So we do not forget the discussion in #596, this code
https://github.com/ESMValGroup/ESMValTool/blob/60a89f7828025c599615bcb5932b1917a40fb333/esmvaltool/diag_scripts/examples/correlate.py#L48
should probably be updated so it uses either:
scipy.stats.mstats.ks_twosamp
scipy.stats.ks_2samp
or this:
scipy.stats.anderson_ksamp
as some people seem a bit critical about the KS test.
assigned myself on this one, my intention is to start looking into developing a serious statistical module for ESMValTool, this is a good starting point
Regarding this issue/enhancement here there is information that I hope will be useful.

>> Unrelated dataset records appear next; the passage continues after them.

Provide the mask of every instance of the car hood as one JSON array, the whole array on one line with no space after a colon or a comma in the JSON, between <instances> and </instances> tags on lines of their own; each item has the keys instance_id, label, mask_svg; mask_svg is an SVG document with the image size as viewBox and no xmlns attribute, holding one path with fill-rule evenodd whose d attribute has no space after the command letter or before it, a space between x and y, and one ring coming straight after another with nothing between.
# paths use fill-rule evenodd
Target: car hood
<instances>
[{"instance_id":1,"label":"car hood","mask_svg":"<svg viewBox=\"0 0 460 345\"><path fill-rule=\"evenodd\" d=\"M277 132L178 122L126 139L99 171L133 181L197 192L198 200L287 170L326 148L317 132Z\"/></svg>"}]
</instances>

It might be interesting to check the _R-Forge libraries_, for instance, those related with the Wilcox robust statistics functions (https://rdrr.io/rforge/WRS/man/) or those in robustbase (https://rdrr.io/rforge/robustbase/man/). Some of them are already implemented on scipy but actually not all. It is useful to have in mind the package rpy2 for reuse or double checking.
In general the Pearson cross-correlation is not robust and assumes similar properties on the joint-distribution than the linear-regression. However, there are slight improvements that could solve at least the outlier dependency: like the percentage bend correlation coefficient (https://link.springer.com/article/10.1007/BF02294395) or Winsorized-correlation (that only relies on the trimmed mean and trimmed var ).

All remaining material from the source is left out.